# extract xar file



## ccc (Sep 20, 2012)

Hi

Howto extract a xar file on FreeBSD 8.2?


----------



## SirDice (Sep 20, 2012)

archivers/xar

You might want to install ports-mgmt/psearch.

And please note that FreeBSD 8.2 is End-of-Life, please upgrade to 8.3.


----------



## Beastie (Sep 20, 2012)

archivers/p7zip should support it.


----------



## usdmatt (Sep 20, 2012)

archivers/xar?

In this sort of situation I tend to do a quick Google search for "freshports X" first, which would of easily found the above software.

Hopefully you know how to install a port/package and I would expect the software to come with decent enough man pages and/or usage information to show how to use it.


----------



## usdmatt (Sep 20, 2012)

Just like a bus.
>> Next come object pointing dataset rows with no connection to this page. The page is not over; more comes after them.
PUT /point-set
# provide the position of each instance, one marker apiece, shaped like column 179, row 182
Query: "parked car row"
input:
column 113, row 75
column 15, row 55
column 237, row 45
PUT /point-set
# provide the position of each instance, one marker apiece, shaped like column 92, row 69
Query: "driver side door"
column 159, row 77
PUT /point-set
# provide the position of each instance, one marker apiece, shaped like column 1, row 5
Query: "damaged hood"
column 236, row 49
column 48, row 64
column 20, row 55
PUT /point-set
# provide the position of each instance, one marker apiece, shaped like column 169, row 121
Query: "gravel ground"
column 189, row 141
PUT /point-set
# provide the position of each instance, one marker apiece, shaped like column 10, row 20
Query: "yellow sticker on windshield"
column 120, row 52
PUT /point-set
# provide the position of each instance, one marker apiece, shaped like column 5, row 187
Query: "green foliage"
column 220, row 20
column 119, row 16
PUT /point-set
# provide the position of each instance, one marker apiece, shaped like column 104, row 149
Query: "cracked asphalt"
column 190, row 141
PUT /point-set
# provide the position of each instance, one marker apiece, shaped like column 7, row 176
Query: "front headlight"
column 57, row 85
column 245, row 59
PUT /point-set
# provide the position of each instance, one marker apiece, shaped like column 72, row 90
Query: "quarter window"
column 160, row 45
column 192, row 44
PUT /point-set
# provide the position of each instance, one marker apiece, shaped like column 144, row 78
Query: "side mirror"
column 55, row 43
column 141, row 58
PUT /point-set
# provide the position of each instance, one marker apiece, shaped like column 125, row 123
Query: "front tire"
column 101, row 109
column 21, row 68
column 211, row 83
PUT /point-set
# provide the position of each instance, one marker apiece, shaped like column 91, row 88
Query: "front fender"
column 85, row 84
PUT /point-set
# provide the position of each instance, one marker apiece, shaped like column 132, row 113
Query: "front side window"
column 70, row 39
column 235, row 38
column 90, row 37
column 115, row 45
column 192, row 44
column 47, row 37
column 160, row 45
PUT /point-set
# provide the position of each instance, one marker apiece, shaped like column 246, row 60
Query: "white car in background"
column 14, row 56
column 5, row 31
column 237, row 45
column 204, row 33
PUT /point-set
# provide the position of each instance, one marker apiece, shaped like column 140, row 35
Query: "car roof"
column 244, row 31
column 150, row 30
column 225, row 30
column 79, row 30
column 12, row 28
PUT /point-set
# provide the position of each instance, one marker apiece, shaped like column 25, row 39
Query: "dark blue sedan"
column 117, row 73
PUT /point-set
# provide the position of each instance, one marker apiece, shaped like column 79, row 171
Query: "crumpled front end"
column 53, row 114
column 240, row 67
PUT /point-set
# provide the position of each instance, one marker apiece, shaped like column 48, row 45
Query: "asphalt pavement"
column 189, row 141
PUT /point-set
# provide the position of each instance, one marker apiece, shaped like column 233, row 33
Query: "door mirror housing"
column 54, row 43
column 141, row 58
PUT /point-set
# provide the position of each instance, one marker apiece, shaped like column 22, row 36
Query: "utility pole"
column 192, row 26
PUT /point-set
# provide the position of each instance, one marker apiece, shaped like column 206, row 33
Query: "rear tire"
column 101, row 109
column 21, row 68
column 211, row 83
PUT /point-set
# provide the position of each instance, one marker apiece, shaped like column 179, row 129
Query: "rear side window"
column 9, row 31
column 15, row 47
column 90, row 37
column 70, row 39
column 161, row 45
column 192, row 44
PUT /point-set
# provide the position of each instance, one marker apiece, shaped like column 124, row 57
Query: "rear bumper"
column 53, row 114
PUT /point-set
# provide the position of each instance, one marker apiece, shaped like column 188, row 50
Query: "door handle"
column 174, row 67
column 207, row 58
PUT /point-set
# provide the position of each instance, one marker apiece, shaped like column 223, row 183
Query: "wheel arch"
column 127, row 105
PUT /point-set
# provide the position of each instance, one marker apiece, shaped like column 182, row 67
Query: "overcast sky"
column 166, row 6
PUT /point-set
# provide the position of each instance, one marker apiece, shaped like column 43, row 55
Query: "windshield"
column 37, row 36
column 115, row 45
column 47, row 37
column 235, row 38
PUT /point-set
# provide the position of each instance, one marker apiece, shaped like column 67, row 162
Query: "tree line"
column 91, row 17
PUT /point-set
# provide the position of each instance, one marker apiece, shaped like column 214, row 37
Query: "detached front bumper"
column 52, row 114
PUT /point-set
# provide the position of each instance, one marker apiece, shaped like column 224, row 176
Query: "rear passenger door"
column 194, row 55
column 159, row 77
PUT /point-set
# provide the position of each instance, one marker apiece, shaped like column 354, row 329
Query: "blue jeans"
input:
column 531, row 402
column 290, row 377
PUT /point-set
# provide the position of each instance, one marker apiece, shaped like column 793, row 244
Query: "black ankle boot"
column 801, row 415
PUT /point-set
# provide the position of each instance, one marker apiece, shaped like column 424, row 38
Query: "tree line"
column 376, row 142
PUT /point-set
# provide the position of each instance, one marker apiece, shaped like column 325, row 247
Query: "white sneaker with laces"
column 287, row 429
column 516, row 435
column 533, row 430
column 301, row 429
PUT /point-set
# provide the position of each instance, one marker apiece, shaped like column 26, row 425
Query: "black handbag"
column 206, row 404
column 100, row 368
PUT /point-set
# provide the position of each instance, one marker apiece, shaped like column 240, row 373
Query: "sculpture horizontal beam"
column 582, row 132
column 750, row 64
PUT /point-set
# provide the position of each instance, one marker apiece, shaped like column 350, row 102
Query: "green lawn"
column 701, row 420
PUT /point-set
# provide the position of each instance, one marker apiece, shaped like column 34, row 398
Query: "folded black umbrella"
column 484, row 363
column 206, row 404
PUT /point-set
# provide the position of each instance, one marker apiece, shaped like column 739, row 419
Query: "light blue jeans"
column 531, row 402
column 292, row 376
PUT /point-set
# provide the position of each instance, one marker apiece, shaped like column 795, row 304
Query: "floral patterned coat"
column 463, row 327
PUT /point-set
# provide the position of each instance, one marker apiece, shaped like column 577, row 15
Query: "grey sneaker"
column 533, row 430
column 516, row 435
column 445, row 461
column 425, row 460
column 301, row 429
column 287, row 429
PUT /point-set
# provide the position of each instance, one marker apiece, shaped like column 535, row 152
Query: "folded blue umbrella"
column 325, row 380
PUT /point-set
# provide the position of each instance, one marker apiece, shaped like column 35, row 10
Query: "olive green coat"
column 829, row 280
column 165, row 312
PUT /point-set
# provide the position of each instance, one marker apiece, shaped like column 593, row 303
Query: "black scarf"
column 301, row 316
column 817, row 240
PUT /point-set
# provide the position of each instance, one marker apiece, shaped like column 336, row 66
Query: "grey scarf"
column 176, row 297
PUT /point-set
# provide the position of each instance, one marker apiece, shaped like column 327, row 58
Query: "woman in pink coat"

Wait 40 minutes and 3 come along at once.


----------



## ccc (Sep 20, 2012)

usdmatt said:
			
		

> archivers/xar?
> 
> In this sort of situation I tend to do a quick Google search for "freshports X" first, which would of easily found the above software.
> 
> Hopefully you know how to install a port/package and I would expect the software to come with decent enough man pages and/or usage information to show how to use it.



Thanks a lot, archivers/xar it's what I really want and it works great, even man pages!


----------